現在、新型コロナウイルスの流行によって多くの国がロックダウンや外出自粛となっている中、motorsport.tvは、通常有料のコンテンツを一部無料公開している。今回はその中から、1990年世界スポーツカー選手権(WSPC)第5戦ディジョンを紹介する。

 グループCカーを代表するマシンのひとつ、メルセデス・ベンツC11が圧倒的な強さを見せたこのシーズンだが、F1にデビューする前のミハエル・シューマッハーは、メルセデス2号車のドライバーとして参戦した。メルセデス1号車はジャン-ルイ・シュレッサーとマウロ・バルディのコンビで1年を戦い通したが、2号車はベテランのヨッヘン・マスの相方として、シューマッハー、カール・ヴェンドリンガー、ハインツ-ハラルド・フレンツェンという当時の“メルセデス若手三羽ガラス”が交代で参戦していた。

 シューマッハーは第3戦シルバーストンに出場したが、予選でギヤリンケージが破損した際、外部の人間からのアシストを受けたとして失格処分に。決勝を走ることができていなかった。そのため、このフランス・ディジョンでのレースがシューマッハーにとって実質的なデビュー戦となった。

 決勝レースでマスからマシンを引き継いだシューマッハーは、素晴らしい走りを見せた。彼はアンディ・ウォレスの駆るジャガーを瞬く間に周回遅れにし、僚友の1号車に追い付いた。ターボのブーストが低く設定されているにも関わらず、先頭とのギャップを一気に縮めたのだ。

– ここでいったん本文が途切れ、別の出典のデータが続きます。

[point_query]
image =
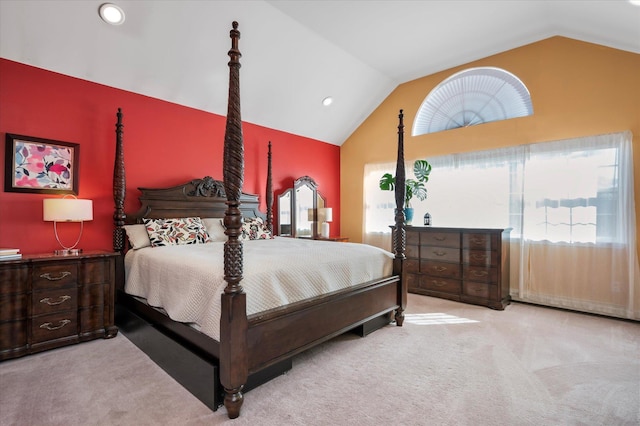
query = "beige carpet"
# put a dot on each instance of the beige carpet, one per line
(526, 365)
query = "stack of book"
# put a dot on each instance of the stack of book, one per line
(9, 254)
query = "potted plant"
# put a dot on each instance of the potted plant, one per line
(413, 187)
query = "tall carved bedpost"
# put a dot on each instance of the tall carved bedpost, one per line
(269, 193)
(399, 233)
(234, 364)
(119, 188)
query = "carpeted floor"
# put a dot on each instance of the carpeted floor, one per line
(451, 364)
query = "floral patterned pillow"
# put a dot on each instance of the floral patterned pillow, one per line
(254, 228)
(170, 232)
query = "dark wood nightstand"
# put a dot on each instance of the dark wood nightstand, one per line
(49, 301)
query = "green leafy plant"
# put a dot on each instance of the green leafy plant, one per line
(413, 187)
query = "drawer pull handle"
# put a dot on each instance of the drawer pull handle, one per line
(62, 299)
(48, 325)
(48, 276)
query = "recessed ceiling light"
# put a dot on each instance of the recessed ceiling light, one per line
(111, 14)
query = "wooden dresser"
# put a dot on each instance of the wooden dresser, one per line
(50, 301)
(462, 264)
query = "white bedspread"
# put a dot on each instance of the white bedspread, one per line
(187, 280)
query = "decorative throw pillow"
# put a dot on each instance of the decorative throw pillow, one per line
(169, 232)
(137, 235)
(215, 228)
(254, 228)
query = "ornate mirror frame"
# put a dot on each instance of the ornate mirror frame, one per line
(298, 209)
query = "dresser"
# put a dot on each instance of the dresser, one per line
(462, 264)
(49, 301)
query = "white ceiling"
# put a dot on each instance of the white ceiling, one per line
(295, 53)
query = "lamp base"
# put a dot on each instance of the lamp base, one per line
(325, 230)
(67, 252)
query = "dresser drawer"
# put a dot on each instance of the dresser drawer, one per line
(440, 269)
(14, 279)
(412, 251)
(92, 295)
(411, 265)
(443, 285)
(479, 273)
(441, 239)
(445, 254)
(96, 271)
(480, 290)
(413, 238)
(54, 326)
(56, 300)
(480, 257)
(480, 241)
(14, 306)
(54, 276)
(412, 281)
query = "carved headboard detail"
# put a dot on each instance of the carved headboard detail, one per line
(199, 197)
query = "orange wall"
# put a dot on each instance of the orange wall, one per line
(577, 89)
(165, 144)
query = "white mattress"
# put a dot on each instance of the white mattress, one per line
(187, 280)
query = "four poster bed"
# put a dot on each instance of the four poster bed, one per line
(238, 339)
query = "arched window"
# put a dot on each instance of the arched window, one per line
(470, 97)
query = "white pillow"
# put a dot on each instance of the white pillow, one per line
(138, 236)
(176, 231)
(215, 228)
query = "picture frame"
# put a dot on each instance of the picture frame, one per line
(42, 166)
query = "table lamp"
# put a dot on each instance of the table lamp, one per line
(67, 209)
(327, 216)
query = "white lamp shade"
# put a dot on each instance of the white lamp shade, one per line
(67, 210)
(328, 214)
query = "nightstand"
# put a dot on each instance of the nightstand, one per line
(49, 301)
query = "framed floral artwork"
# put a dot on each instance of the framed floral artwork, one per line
(40, 165)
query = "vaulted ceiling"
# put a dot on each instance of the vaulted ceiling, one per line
(295, 53)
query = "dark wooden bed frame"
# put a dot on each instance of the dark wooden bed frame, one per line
(255, 348)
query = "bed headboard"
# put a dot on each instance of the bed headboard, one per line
(199, 197)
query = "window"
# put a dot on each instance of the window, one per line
(564, 191)
(473, 96)
(570, 205)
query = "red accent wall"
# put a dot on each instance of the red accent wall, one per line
(165, 144)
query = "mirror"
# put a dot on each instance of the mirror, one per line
(304, 210)
(298, 210)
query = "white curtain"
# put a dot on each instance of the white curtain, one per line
(570, 205)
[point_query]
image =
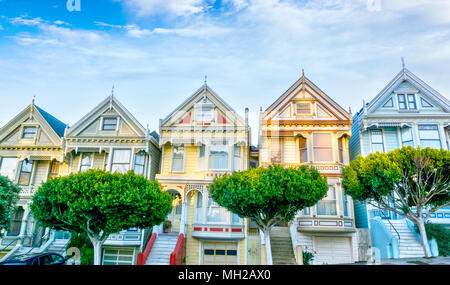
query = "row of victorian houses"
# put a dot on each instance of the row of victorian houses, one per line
(203, 138)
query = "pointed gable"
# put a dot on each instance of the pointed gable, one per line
(305, 101)
(108, 119)
(407, 92)
(203, 108)
(33, 126)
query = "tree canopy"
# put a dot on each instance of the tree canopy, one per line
(9, 195)
(100, 203)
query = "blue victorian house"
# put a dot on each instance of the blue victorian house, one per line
(407, 112)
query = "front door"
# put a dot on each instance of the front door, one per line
(175, 215)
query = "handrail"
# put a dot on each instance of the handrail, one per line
(178, 254)
(142, 256)
(384, 215)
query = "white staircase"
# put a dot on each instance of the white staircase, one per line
(161, 250)
(409, 244)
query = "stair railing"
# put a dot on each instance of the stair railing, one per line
(392, 226)
(143, 256)
(179, 253)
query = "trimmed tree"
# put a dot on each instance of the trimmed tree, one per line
(413, 183)
(100, 203)
(9, 195)
(269, 195)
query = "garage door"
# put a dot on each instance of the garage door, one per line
(332, 250)
(117, 256)
(220, 253)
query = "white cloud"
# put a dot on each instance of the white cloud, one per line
(171, 7)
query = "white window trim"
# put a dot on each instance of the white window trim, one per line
(332, 148)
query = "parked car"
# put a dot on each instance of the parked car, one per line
(35, 259)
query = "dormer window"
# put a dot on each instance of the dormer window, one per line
(407, 102)
(109, 124)
(303, 108)
(29, 132)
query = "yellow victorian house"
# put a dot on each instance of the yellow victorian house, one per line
(305, 126)
(201, 139)
(30, 152)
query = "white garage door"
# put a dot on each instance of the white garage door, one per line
(215, 253)
(332, 250)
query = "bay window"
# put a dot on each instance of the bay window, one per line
(327, 206)
(8, 167)
(218, 157)
(86, 161)
(303, 150)
(121, 160)
(429, 136)
(237, 157)
(322, 147)
(377, 141)
(178, 159)
(139, 163)
(25, 172)
(407, 136)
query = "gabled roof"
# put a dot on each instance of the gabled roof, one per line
(58, 126)
(107, 103)
(306, 82)
(189, 101)
(407, 75)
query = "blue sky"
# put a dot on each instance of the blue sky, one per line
(157, 52)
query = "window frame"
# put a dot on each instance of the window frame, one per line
(322, 147)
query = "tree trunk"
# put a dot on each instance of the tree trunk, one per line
(97, 251)
(268, 247)
(423, 235)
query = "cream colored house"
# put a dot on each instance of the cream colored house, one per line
(305, 126)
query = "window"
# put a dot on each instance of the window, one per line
(412, 102)
(86, 161)
(425, 103)
(16, 222)
(109, 124)
(198, 208)
(429, 136)
(275, 150)
(377, 141)
(204, 113)
(407, 136)
(139, 163)
(29, 132)
(218, 157)
(402, 102)
(54, 169)
(327, 206)
(303, 108)
(345, 205)
(341, 150)
(216, 214)
(178, 159)
(121, 160)
(8, 167)
(322, 147)
(25, 172)
(201, 157)
(303, 150)
(237, 157)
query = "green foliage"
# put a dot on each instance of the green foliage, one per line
(100, 202)
(441, 234)
(269, 195)
(307, 257)
(377, 175)
(84, 244)
(9, 195)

 最終的にシューマッハー/マスの2号車は2位に終わったが、シューマッハーは自身の担当スティントで1号車にプレッシャーをかけ続けた。そして彼にとって、世界選手権クラスのレースでの初めての表彰台となった。

 シューマッハーはその後2レースでC11のステアリングを握り、第6戦ニュルブルクリンクで2位、最終戦エルマノス・ロドリゲスでは優勝を果たした。